Sein Blick richtet sich auf den Geldschein in meiner Hand, ehe er mir wieder in die Augen sieht. »Ich werde Ihr Geld nicht annehmen.«

»Bitte, nehmen Sie es.« Ich strecke ihm den Arm noch weiter entgegen.

»Nein.«

»Ihr Oberteil ist wegen mir ruiniert. Lassen Sie mich Ihnen zumindest das hier für Ihre Hilfe geben.«

»Ich brauche Ihr Geld nicht.« Er geht um mich herum und öffnet die Fahrertür meines Wagens. »Steigen Sie ein, ich folge Ihnen in die Stadt.«

Ich halte seinem Blick eine gefühlte Ewigkeit stand. Als mir klar wird, dass ich nicht gewinnen kann, gebe ich schließlich missmutig nach und stapfe zur Fahrerseite, was ihm ein Grinsen entlockt. Ich setze mich hinters Lenkrad, lasse den Motor an und sehe zu ihm auf, die Hand am Türgriff.

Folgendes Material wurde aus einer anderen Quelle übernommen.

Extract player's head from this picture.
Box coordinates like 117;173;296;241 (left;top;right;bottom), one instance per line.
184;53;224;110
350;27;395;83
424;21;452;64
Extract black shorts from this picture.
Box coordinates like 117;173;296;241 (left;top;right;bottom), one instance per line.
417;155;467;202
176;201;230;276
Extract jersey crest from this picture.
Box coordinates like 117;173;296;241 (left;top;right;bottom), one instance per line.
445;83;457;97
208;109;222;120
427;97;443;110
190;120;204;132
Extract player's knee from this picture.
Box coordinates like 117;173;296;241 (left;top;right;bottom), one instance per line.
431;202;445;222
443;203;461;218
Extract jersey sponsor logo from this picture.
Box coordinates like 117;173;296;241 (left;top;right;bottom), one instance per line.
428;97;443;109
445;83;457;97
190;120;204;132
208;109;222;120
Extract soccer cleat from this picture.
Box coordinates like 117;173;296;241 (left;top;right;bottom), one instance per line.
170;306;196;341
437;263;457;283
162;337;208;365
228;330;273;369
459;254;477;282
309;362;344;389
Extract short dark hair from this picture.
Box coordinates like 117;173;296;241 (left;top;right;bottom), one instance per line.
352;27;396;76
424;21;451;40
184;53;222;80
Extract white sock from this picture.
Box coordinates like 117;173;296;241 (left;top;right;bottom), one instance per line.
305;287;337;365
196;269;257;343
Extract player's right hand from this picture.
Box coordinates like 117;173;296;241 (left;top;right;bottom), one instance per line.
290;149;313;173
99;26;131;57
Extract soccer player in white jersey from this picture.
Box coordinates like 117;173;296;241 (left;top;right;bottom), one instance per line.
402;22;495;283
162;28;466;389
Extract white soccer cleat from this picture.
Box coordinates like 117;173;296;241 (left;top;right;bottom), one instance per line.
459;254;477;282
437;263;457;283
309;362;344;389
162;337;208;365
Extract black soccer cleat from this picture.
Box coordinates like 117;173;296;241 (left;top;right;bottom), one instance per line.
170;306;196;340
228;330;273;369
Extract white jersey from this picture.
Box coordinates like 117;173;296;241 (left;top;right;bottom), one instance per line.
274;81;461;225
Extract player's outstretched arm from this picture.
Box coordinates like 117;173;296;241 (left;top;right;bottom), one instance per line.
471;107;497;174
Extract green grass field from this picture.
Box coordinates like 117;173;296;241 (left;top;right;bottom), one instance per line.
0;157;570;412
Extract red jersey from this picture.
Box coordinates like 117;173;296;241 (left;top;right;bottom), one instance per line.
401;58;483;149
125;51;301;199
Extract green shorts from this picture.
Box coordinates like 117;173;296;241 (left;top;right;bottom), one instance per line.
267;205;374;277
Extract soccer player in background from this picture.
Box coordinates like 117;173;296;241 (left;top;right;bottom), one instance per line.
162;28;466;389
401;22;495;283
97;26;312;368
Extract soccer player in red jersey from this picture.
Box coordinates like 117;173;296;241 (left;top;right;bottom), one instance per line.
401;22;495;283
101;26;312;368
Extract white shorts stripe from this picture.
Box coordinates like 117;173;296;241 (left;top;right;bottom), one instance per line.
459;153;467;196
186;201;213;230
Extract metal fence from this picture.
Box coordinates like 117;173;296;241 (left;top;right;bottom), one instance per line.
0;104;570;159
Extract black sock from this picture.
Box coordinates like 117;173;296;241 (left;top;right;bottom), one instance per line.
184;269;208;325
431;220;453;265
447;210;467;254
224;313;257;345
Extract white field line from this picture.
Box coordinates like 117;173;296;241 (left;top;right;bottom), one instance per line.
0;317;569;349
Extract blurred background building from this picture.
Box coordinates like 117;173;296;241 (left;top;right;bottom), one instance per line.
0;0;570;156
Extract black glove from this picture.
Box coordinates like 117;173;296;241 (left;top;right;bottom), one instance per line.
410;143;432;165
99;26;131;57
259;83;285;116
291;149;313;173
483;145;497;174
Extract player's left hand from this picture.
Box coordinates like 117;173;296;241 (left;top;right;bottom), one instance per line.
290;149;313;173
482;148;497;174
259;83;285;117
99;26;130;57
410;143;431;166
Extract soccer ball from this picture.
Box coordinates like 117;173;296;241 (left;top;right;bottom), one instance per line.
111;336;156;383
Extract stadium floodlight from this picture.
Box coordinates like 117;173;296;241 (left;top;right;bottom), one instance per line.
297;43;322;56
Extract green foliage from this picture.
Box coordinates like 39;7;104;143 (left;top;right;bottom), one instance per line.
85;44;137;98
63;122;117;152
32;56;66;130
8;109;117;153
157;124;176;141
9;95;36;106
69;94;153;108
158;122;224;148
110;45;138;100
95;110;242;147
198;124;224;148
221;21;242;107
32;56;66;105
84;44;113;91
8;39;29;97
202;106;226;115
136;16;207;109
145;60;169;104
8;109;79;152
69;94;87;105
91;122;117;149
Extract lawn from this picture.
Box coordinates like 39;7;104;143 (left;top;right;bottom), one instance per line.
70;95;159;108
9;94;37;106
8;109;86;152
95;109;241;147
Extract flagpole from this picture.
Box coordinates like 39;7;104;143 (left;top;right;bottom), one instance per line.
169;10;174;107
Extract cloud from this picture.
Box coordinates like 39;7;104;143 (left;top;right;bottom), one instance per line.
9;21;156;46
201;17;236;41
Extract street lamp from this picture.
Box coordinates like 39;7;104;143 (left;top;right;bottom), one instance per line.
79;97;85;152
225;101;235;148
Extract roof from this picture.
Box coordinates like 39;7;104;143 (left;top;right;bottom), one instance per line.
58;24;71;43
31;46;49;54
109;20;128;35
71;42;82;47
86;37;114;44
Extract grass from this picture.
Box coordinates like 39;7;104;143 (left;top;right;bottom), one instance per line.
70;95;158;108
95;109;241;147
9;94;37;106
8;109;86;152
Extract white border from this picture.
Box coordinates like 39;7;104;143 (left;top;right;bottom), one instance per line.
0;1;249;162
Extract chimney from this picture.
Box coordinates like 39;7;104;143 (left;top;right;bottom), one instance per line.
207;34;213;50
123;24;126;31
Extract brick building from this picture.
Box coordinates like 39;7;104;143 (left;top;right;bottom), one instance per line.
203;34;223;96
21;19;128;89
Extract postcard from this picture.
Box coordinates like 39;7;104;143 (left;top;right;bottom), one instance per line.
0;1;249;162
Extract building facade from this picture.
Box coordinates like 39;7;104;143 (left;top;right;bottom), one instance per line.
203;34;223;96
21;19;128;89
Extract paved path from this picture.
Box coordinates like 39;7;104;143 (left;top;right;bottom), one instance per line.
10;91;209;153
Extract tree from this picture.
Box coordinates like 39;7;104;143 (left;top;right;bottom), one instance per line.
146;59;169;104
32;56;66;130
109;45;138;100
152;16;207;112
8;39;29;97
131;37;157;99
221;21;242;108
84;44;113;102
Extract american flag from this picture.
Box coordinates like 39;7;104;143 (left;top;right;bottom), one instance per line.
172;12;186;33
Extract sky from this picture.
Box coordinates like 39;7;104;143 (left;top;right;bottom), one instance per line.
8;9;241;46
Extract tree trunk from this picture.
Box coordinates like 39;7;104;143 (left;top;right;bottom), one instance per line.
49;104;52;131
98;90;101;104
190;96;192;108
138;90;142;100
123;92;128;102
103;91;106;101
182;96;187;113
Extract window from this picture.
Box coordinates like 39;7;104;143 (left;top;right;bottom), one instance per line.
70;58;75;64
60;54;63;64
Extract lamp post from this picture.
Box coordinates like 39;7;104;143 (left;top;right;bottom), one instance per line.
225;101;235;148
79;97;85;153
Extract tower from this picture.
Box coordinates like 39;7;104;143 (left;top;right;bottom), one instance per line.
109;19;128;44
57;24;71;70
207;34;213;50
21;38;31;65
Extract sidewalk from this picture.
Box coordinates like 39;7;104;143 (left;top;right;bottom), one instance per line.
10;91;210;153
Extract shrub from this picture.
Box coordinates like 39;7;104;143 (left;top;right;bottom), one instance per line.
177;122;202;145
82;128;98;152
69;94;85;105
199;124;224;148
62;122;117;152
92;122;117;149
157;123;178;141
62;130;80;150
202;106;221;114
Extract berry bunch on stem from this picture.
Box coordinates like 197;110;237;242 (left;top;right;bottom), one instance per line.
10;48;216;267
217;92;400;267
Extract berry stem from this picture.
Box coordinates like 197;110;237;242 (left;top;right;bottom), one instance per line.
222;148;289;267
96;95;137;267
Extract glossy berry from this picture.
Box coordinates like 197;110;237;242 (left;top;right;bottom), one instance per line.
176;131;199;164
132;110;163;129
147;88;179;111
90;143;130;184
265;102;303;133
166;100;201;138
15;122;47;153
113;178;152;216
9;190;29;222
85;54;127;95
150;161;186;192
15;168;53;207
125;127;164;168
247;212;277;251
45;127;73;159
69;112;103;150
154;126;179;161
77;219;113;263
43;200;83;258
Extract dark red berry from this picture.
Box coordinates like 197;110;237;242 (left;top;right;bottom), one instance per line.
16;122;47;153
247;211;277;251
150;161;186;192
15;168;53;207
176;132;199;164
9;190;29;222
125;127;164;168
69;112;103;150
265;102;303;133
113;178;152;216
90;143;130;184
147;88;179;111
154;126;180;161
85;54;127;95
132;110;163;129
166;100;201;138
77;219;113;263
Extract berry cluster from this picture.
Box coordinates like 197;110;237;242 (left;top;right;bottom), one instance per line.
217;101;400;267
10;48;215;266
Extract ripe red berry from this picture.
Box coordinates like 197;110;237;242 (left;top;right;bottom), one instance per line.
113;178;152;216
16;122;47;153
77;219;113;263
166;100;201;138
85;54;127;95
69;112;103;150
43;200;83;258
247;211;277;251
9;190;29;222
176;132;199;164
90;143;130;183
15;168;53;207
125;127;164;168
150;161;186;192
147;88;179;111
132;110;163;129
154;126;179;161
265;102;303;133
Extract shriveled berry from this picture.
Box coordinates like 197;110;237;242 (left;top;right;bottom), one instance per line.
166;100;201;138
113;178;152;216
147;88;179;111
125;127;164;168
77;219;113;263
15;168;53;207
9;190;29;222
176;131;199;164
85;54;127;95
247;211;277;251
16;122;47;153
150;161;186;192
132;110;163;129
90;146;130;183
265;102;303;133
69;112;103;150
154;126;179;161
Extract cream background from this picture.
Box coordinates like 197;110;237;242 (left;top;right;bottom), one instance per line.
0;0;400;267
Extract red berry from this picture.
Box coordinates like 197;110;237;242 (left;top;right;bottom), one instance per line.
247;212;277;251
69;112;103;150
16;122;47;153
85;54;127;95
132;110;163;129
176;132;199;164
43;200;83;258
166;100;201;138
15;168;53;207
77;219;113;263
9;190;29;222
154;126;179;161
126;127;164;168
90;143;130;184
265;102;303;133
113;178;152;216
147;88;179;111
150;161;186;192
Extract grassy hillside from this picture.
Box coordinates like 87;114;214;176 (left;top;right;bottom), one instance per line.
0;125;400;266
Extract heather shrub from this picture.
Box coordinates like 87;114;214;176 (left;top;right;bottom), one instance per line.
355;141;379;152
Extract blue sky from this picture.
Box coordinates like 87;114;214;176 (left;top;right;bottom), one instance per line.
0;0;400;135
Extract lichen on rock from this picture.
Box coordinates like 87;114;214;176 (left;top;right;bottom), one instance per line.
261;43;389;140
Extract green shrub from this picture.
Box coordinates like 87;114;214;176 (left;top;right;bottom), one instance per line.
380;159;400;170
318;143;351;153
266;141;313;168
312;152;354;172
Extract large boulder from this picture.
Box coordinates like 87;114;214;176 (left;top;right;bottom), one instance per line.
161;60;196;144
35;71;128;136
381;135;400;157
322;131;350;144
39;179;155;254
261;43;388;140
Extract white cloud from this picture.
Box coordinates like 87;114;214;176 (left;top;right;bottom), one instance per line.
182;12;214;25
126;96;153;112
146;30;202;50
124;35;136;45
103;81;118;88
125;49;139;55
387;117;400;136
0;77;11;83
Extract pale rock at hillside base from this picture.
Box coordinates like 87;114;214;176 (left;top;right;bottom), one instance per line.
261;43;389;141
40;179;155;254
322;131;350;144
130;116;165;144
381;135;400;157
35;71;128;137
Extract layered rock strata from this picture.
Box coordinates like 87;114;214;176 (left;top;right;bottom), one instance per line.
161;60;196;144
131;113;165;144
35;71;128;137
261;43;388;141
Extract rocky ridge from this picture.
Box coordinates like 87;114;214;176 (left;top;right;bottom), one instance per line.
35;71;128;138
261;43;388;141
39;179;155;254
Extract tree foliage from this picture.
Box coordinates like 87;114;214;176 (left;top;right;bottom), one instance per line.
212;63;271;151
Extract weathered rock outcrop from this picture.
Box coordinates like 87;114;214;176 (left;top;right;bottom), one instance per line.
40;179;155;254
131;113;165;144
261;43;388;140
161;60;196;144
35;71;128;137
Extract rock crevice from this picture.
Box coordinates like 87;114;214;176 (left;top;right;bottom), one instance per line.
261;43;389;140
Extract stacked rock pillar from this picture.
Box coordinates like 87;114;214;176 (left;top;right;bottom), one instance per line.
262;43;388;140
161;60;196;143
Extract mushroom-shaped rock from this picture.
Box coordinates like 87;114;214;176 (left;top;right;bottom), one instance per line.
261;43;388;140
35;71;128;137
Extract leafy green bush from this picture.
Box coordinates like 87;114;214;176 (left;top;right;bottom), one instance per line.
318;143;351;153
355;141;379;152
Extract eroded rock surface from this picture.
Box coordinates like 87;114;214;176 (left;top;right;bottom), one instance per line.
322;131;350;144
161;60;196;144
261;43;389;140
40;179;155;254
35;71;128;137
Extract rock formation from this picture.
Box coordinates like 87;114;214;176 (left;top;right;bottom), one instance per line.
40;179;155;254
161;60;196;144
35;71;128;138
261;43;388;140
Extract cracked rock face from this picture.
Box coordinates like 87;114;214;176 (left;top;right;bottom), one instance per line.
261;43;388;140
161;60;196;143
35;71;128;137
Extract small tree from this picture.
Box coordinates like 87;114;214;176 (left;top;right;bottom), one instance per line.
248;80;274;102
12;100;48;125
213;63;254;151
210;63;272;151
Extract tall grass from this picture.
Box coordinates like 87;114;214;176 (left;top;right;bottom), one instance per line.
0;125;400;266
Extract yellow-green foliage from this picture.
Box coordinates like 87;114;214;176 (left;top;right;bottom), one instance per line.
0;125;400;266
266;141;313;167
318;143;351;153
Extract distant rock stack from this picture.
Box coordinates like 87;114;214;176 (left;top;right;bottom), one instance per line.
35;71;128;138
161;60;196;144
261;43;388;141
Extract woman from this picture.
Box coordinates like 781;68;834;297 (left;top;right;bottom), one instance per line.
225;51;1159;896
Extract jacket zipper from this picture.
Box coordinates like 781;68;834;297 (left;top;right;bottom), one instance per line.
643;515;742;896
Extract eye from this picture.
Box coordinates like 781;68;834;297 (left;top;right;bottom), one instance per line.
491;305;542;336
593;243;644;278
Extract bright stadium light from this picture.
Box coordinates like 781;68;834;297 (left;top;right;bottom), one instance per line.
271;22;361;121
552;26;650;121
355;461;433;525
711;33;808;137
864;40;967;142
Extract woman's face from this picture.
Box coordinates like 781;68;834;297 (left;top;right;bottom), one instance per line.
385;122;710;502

»Fahren Sie nicht schneller als dreißig.«

»Hat Ihnen schon mal jemand gesagt, dass sie ein wenig herrschsüchtig sind?«

»Nein, nicht wirklich.«

»Hm.« Ich will die Tür schließen, aber er bewegt sich nicht vom Fleck. Stattdessen wirkt er, als versuche er, irgendetwas zu ergründen. »Ähm …« Gott, mir wird jetzt erst klar, dass ich seinen Namen gar nicht kenne. »Entschuldigen Sie, wie war Ihr Name?«

»Sage. Sage Mayson.«

»Das ist ein cooler Name. Ich bin Kimberley, ähm … aber meine Freunde nennen mich Kim.«

»Kimberley«, wiederholt er und der Klang meines Namens aus seinem Mund lässt mein Herz gleich doppelt so schnell schlagen. »Warte darauf, bis ich zurückgesetzt hab, ehe du losfährst.«

»Aye, aye, Captain«, erwidere ich, woraufhin sich seine Mundwinkel erneut nach oben ziehen.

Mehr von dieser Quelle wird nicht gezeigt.